1. benzimidazoles compound or its pharmaceutically acceptable salt, stereoisomer, interconversion with structure shown in formula (I) Isomers or mixture:

Wherein,

R^NSelected from methyl, isopropyl；

R^CSelected from hydrogen, methoxyl group, fluorine.

2. benzimidazoles compound according to claim 1 or its pharmaceutically acceptable salt, stereoisomer, interconversion Isomers or mixture, which is characterized in that the benzimidazoles compound has structure shown in formula (II):

Wherein,

R^NSelected from methyl, isopropyl；

R^CSelected from hydrogen, fluorine.

3. benzimidazoles compound according to claim 1 or its pharmaceutically acceptable salt, stereoisomer, interconversion Isomers or mixture, which is characterized in that the benzimidazoles compound has structure shown in formula (III):

Wherein,

R^NSelected from methyl；

R^CSelected from methoxyl group, fluorine.
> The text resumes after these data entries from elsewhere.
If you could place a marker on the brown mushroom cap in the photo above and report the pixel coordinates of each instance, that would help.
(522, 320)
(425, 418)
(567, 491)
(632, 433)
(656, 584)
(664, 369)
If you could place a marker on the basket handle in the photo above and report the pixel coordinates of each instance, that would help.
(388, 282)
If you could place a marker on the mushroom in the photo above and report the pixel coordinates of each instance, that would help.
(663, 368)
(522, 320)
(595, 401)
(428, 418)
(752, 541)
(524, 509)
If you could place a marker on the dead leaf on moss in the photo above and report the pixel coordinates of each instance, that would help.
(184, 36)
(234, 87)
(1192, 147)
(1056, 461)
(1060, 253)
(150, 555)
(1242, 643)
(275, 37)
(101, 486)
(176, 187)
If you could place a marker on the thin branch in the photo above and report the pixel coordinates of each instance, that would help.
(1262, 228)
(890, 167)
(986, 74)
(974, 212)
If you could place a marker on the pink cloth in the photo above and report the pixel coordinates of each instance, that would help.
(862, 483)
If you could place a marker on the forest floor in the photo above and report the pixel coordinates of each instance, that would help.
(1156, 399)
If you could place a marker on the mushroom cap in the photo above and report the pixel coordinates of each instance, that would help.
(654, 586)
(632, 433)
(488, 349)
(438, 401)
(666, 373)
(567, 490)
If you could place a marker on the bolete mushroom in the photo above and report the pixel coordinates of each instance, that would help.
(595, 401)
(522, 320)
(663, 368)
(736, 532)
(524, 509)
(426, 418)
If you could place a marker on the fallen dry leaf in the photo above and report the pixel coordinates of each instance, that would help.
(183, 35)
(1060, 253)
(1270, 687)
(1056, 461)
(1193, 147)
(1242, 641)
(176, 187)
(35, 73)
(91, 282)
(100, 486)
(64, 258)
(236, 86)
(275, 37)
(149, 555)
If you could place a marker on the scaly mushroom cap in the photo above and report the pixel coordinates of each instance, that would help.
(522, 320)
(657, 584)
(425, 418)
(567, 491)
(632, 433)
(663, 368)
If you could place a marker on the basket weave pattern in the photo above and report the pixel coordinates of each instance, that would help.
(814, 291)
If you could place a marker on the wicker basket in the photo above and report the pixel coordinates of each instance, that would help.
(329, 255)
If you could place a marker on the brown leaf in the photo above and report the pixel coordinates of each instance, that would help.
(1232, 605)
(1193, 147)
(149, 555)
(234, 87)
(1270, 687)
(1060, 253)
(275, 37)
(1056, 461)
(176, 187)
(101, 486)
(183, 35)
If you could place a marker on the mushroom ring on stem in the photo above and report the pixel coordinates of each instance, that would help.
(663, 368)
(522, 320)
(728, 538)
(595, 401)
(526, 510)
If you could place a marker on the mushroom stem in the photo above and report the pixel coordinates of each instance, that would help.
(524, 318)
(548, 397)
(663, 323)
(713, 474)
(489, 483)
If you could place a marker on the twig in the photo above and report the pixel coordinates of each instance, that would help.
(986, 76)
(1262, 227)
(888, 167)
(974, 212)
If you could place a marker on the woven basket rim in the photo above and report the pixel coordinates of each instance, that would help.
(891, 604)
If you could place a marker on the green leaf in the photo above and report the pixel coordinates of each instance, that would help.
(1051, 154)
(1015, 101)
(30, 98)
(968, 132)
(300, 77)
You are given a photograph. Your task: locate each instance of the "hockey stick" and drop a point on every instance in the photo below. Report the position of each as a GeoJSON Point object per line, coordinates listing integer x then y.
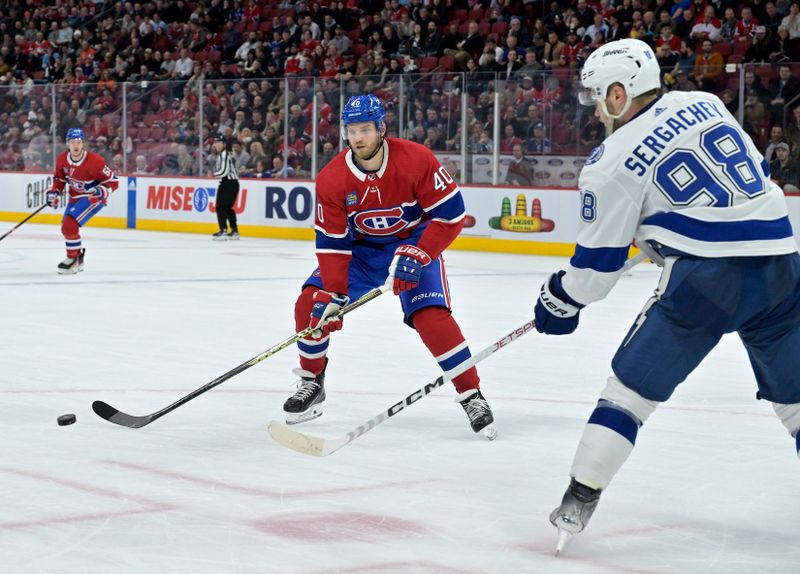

4. benzimidazoles compound according to claim 1 or its pharmaceutically acceptable salt, stereoisomer, interconversion Isomers or mixture, which is characterized in that the benzimidazoles compound one of has following structure:

5. a kind of drug, which is characterized in that the drug includes the described in any item benzimidazoles compounds of claim 1-4 Or its pharmaceutically acceptable salt, stereoisomer, tautomer or mixture, and pharmaceutically acceptable figuration Agent.

6. drug according to claim 5, which is characterized in that the active constituent of the drug also includes additional treatment Agent.

7. drug according to claim 6, which is characterized in that the additional therapeutic agent includes anticancer agent.

8. drug according to claim 6, which is characterized in that the additional therapeutic agent includes treatment pulmonary hypertension Medicine.

9. application of the described in any item compounds of claim 1-4 in the drug that preparation prevents and treats FAK related disease.

10. application according to claim 9, which is characterized in that the FAK related disease includes: cancer, pulmonary hypertension Or pathologic vessels generate.